The Virginia State University School of Business turned to OER in hopes of reducing inequality in the classroom and improving student outcomes. Prior to this study, only 47% of VSU students purchased textbooks for their courses. Students cited affordability as the primary barrier; many VSU students struggle financially and work at least one job in addition to their full-time courseload (Feldstein, Hilton III, Hudson, Martin, & Wiley, 2012, p. 1). VSU faculty investigated ebook alternatives in order to lower costs and ensure students would have ongoing access to course materials. They contracted Flat World Knowledge (FWK), then an OER provider, and paid for per-student seat licenses. VSU faculty purposely avoided commercial and proprietary platforms that would restrict access for students without regular internet access.
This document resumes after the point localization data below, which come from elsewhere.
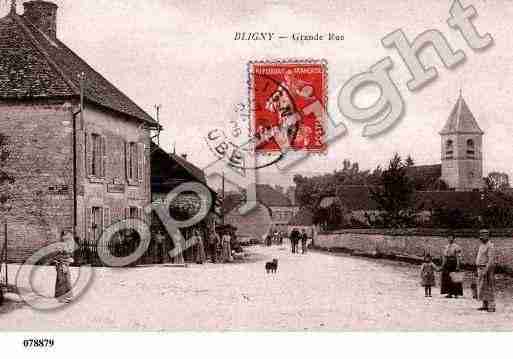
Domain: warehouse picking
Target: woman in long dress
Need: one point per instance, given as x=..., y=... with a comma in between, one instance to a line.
x=201, y=257
x=62, y=261
x=451, y=262
x=226, y=249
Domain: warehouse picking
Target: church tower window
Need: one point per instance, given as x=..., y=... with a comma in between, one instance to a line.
x=471, y=149
x=449, y=149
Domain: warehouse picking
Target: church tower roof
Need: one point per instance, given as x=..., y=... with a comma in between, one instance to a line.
x=461, y=120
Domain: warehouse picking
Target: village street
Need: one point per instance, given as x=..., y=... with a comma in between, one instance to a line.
x=318, y=291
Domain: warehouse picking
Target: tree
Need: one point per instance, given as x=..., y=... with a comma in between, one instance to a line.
x=409, y=161
x=6, y=180
x=497, y=181
x=394, y=196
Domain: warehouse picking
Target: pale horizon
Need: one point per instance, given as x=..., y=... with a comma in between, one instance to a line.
x=164, y=53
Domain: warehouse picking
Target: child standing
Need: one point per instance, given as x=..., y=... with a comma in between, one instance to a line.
x=427, y=274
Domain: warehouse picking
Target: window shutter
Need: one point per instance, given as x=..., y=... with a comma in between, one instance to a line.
x=88, y=223
x=104, y=157
x=87, y=153
x=106, y=217
x=140, y=162
x=127, y=161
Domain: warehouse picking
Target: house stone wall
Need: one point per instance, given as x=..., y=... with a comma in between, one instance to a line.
x=40, y=137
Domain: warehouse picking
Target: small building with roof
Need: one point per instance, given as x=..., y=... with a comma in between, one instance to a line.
x=168, y=172
x=79, y=147
x=273, y=212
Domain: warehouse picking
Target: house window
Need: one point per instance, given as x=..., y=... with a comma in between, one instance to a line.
x=134, y=162
x=449, y=149
x=97, y=152
x=96, y=156
x=471, y=151
x=134, y=212
x=96, y=222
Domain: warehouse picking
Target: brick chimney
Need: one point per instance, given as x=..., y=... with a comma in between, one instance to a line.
x=43, y=15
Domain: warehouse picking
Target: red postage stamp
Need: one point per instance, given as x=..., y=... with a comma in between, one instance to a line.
x=288, y=100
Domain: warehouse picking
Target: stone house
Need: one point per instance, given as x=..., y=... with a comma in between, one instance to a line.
x=169, y=171
x=79, y=146
x=274, y=211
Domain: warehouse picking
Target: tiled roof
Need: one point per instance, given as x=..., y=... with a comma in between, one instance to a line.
x=266, y=195
x=34, y=66
x=461, y=120
x=165, y=164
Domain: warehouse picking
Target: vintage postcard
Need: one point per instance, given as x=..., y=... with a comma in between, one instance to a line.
x=255, y=166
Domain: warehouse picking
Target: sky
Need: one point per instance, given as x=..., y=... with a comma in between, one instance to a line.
x=182, y=55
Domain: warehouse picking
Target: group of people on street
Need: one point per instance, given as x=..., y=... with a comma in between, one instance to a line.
x=275, y=237
x=296, y=237
x=483, y=283
x=220, y=247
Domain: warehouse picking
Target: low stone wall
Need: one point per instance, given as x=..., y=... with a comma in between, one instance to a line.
x=388, y=243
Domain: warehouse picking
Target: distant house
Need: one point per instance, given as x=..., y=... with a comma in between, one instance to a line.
x=273, y=212
x=168, y=172
x=304, y=220
x=76, y=167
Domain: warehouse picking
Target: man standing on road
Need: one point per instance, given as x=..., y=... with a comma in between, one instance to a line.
x=294, y=239
x=213, y=240
x=304, y=241
x=485, y=263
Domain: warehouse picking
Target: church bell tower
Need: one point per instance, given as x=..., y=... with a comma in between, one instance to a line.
x=462, y=156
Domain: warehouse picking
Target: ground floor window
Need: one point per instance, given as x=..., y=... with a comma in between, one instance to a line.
x=96, y=221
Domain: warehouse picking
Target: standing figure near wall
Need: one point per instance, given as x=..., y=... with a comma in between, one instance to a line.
x=451, y=263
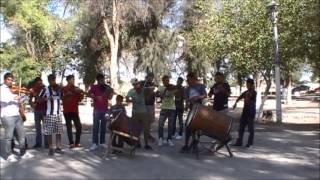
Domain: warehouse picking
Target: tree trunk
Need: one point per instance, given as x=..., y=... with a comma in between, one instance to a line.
x=114, y=44
x=288, y=89
x=114, y=68
x=265, y=97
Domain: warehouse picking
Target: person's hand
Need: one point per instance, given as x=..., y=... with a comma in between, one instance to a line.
x=234, y=106
x=17, y=98
x=195, y=98
x=98, y=98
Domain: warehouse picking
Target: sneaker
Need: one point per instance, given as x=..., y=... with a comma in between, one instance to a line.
x=27, y=155
x=58, y=151
x=138, y=145
x=12, y=158
x=237, y=144
x=78, y=145
x=160, y=142
x=170, y=142
x=104, y=145
x=178, y=137
x=184, y=149
x=151, y=138
x=147, y=147
x=93, y=147
x=36, y=146
x=51, y=152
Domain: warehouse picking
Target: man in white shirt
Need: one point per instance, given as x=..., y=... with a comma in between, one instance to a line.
x=53, y=119
x=10, y=118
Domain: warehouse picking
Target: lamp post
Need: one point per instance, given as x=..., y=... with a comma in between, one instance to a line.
x=273, y=10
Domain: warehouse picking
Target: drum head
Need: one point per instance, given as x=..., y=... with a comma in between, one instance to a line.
x=191, y=114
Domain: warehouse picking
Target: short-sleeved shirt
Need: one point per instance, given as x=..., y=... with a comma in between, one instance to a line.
x=167, y=98
x=71, y=99
x=221, y=93
x=117, y=109
x=249, y=97
x=35, y=91
x=104, y=92
x=179, y=97
x=150, y=97
x=53, y=104
x=193, y=91
x=9, y=105
x=138, y=101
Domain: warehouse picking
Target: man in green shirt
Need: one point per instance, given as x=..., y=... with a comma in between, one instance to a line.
x=167, y=93
x=139, y=110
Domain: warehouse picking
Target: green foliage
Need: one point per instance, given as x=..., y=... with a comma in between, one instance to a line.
x=242, y=31
x=17, y=61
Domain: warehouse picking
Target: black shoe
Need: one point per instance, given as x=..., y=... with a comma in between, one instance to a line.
x=237, y=144
x=58, y=151
x=248, y=145
x=138, y=145
x=147, y=147
x=51, y=152
x=184, y=149
x=36, y=146
x=151, y=139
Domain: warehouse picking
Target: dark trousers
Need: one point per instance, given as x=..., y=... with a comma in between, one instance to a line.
x=178, y=115
x=16, y=136
x=10, y=124
x=164, y=115
x=246, y=120
x=99, y=123
x=117, y=141
x=69, y=117
x=38, y=119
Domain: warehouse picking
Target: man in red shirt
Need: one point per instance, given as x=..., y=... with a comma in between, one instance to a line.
x=71, y=96
x=39, y=109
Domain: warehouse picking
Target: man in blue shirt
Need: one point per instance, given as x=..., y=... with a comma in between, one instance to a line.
x=221, y=92
x=195, y=93
x=248, y=113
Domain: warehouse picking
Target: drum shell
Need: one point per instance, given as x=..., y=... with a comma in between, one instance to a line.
x=126, y=125
x=212, y=123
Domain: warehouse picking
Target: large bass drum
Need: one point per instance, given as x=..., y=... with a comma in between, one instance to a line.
x=126, y=127
x=210, y=122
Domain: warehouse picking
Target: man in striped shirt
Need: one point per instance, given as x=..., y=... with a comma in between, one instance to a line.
x=53, y=118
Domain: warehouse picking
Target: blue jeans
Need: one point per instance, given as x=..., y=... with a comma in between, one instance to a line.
x=164, y=115
x=99, y=122
x=178, y=115
x=38, y=119
x=10, y=124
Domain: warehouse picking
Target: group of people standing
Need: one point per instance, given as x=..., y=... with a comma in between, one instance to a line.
x=47, y=101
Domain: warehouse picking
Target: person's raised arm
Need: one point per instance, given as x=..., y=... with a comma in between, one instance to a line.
x=238, y=99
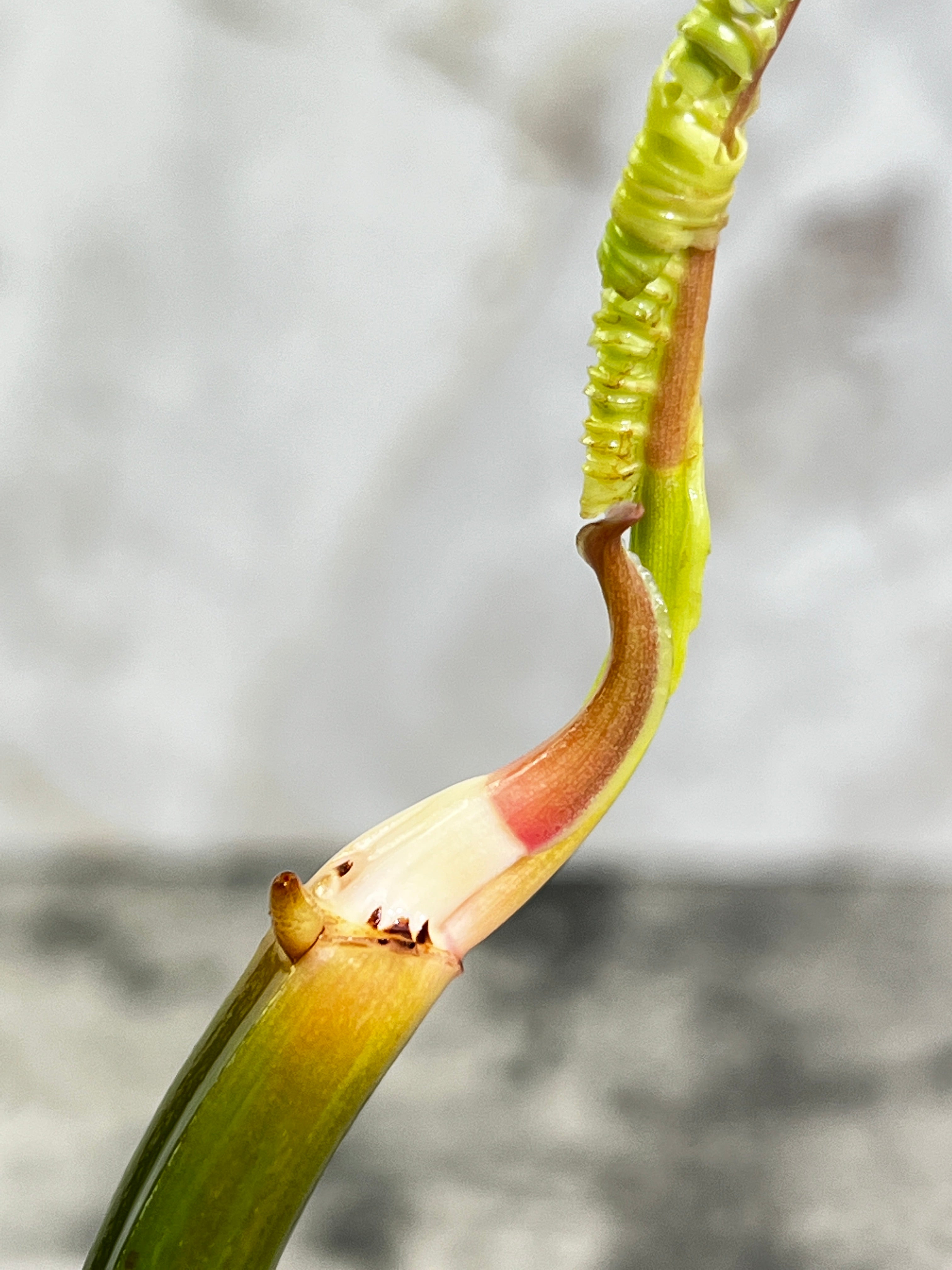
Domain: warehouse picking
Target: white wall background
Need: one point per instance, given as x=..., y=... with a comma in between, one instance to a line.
x=294, y=308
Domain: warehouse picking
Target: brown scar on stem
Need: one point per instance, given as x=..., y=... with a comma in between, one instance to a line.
x=402, y=926
x=544, y=793
x=296, y=923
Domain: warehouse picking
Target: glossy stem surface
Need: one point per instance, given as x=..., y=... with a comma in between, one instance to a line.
x=243, y=1137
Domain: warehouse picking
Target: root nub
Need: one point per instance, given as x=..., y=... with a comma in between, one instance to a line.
x=296, y=921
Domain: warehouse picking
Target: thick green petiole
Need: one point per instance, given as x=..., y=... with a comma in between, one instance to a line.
x=360, y=954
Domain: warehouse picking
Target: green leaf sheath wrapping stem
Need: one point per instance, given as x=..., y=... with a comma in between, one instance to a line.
x=234, y=1151
x=644, y=432
x=360, y=953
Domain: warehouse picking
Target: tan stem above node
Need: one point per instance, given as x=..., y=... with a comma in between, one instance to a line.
x=296, y=921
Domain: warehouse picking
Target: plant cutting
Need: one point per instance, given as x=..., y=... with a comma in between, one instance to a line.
x=357, y=956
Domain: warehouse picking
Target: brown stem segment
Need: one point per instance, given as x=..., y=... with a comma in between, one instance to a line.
x=747, y=101
x=298, y=924
x=681, y=378
x=544, y=793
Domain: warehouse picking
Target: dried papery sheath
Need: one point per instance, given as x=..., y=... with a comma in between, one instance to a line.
x=360, y=954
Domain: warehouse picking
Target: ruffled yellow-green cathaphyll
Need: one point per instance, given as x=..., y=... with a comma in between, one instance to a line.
x=357, y=956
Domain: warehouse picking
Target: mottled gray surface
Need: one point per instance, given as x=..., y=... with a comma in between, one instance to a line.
x=630, y=1075
x=295, y=300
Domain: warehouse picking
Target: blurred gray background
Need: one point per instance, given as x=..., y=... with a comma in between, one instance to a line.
x=294, y=308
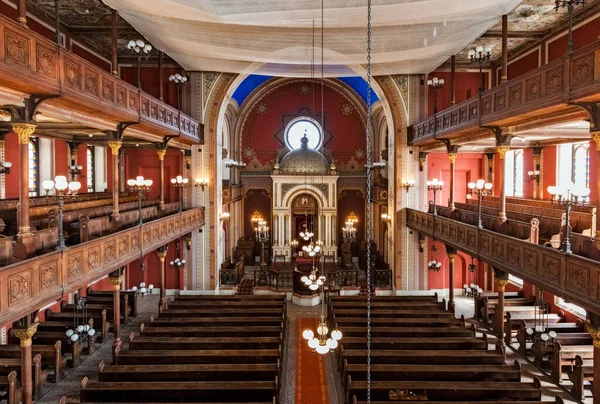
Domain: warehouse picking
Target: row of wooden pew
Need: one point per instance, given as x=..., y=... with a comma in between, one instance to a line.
x=421, y=352
x=52, y=350
x=567, y=353
x=199, y=349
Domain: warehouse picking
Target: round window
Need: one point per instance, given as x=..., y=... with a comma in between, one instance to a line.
x=298, y=128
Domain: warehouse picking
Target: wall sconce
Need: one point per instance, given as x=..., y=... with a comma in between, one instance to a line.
x=5, y=167
x=534, y=175
x=408, y=184
x=201, y=182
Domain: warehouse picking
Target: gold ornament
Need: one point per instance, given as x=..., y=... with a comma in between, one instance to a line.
x=23, y=131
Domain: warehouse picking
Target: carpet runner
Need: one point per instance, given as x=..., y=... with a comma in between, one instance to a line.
x=311, y=381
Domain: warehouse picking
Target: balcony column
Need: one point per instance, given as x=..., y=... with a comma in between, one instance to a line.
x=502, y=150
x=162, y=253
x=504, y=76
x=114, y=45
x=596, y=137
x=116, y=278
x=25, y=335
x=453, y=80
x=22, y=11
x=114, y=148
x=452, y=157
x=161, y=158
x=24, y=131
x=593, y=327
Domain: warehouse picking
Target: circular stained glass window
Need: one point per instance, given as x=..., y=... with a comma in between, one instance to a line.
x=298, y=128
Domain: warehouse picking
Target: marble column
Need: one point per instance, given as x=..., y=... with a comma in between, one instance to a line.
x=114, y=148
x=24, y=131
x=25, y=335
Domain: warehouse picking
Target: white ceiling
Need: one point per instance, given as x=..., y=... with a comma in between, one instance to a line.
x=275, y=37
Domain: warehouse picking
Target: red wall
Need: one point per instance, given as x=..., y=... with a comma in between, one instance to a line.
x=260, y=130
x=145, y=162
x=468, y=168
x=465, y=81
x=150, y=82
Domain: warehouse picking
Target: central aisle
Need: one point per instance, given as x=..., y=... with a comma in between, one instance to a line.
x=311, y=381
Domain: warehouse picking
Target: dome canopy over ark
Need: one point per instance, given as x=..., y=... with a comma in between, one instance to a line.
x=304, y=161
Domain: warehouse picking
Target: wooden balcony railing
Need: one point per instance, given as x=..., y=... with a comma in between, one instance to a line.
x=29, y=285
x=33, y=64
x=541, y=95
x=574, y=278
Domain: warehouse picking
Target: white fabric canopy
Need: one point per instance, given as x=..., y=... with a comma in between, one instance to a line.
x=274, y=37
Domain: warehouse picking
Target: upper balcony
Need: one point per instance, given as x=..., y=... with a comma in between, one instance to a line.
x=33, y=65
x=543, y=96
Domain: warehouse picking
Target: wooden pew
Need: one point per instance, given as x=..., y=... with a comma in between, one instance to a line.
x=8, y=388
x=160, y=392
x=38, y=374
x=381, y=372
x=512, y=321
x=559, y=328
x=189, y=372
x=101, y=324
x=91, y=295
x=51, y=355
x=582, y=372
x=454, y=391
x=563, y=357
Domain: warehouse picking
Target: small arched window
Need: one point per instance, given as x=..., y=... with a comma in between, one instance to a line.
x=90, y=169
x=33, y=166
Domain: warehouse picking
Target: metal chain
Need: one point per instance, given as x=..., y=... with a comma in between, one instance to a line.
x=369, y=162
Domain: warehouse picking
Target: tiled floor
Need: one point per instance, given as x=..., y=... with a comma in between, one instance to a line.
x=69, y=386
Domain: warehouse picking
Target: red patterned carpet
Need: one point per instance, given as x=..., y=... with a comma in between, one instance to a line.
x=311, y=383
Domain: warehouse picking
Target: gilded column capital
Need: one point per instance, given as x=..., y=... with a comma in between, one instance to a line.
x=594, y=332
x=161, y=255
x=25, y=334
x=116, y=282
x=596, y=138
x=23, y=131
x=114, y=147
x=502, y=284
x=502, y=150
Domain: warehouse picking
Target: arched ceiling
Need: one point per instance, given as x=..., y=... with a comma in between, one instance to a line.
x=275, y=37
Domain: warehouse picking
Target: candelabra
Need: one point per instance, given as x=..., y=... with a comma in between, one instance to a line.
x=434, y=186
x=82, y=331
x=321, y=343
x=480, y=55
x=177, y=263
x=179, y=182
x=143, y=290
x=141, y=186
x=5, y=167
x=570, y=5
x=60, y=184
x=567, y=196
x=479, y=188
x=435, y=85
x=139, y=48
x=261, y=231
x=408, y=184
x=179, y=81
x=434, y=265
x=201, y=182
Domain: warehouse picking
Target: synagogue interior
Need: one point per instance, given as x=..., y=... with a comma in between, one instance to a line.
x=311, y=202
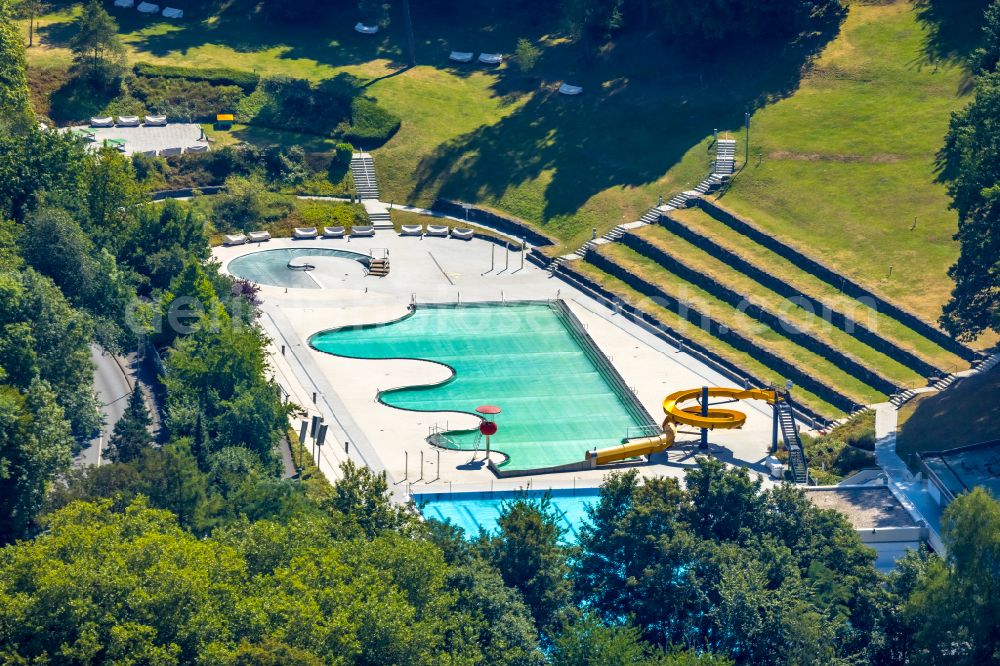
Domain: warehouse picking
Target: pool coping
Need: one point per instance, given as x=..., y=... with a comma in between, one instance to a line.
x=572, y=325
x=361, y=259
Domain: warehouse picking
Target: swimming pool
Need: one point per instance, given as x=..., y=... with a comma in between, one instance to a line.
x=270, y=267
x=560, y=397
x=475, y=512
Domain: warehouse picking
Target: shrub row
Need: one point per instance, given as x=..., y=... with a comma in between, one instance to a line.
x=220, y=76
x=184, y=100
x=506, y=225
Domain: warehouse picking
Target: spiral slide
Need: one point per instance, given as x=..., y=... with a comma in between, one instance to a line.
x=690, y=416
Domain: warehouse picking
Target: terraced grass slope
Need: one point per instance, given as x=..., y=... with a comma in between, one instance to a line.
x=845, y=167
x=721, y=239
x=658, y=312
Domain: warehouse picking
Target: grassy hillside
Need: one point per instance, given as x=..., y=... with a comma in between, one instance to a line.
x=845, y=166
x=842, y=152
x=967, y=413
Therefore, students could read the textbooks online or download and retain all materials in several formats (Feldstein, et al., 2012, pp. 1-2).

However, working with commercial entities on OER initiatives has considerable drawbacks. One year after the VSU study, FWK “evolved from open education resources to fair pricing” according to their website. This means that the textbooks VSU faculty had hoped to make available for free were now subject to “fair pricing.” FWK and VSU students and faculty may have divergent ideas of what’s a fair price for a textbook. At the time of this writing, the FWK website lists most e-textbooks between $25-$30 and most print copies (ebook included) list for $55. This price is much lower than many commercial alternatives, but it is a lot more than free.

The percentage of African American and Latinx students that receive a bachelor’s degree or higher lags far behind white students. In a 2018 study at the University of Georgia (UGA), Colvard, Watson, and Park sought to address the attainment gap through OER adoption in eight general education courses. The authors point to the connection between public disinvestment in higher education and rising costs for students. They argue that shifting the cost burden away from taxpayers and onto students exacerbates ethnic and racial disparities in educational attainment. Students saved over 3 million dollars as a result of these OER adoptions. Cleverly, this study disambiguated student data in order to determine if OER have a greater impact on students eligible for Pell Grants, part time students, and non-white students (Colvard, Watson, & Park, 2018, p. 264). The results are promising as the percentage of students receiving grades A, A-, and B+ in OER test courses increased dramatically for all three populations (Colvard, et al., 2018, pp. 269-271).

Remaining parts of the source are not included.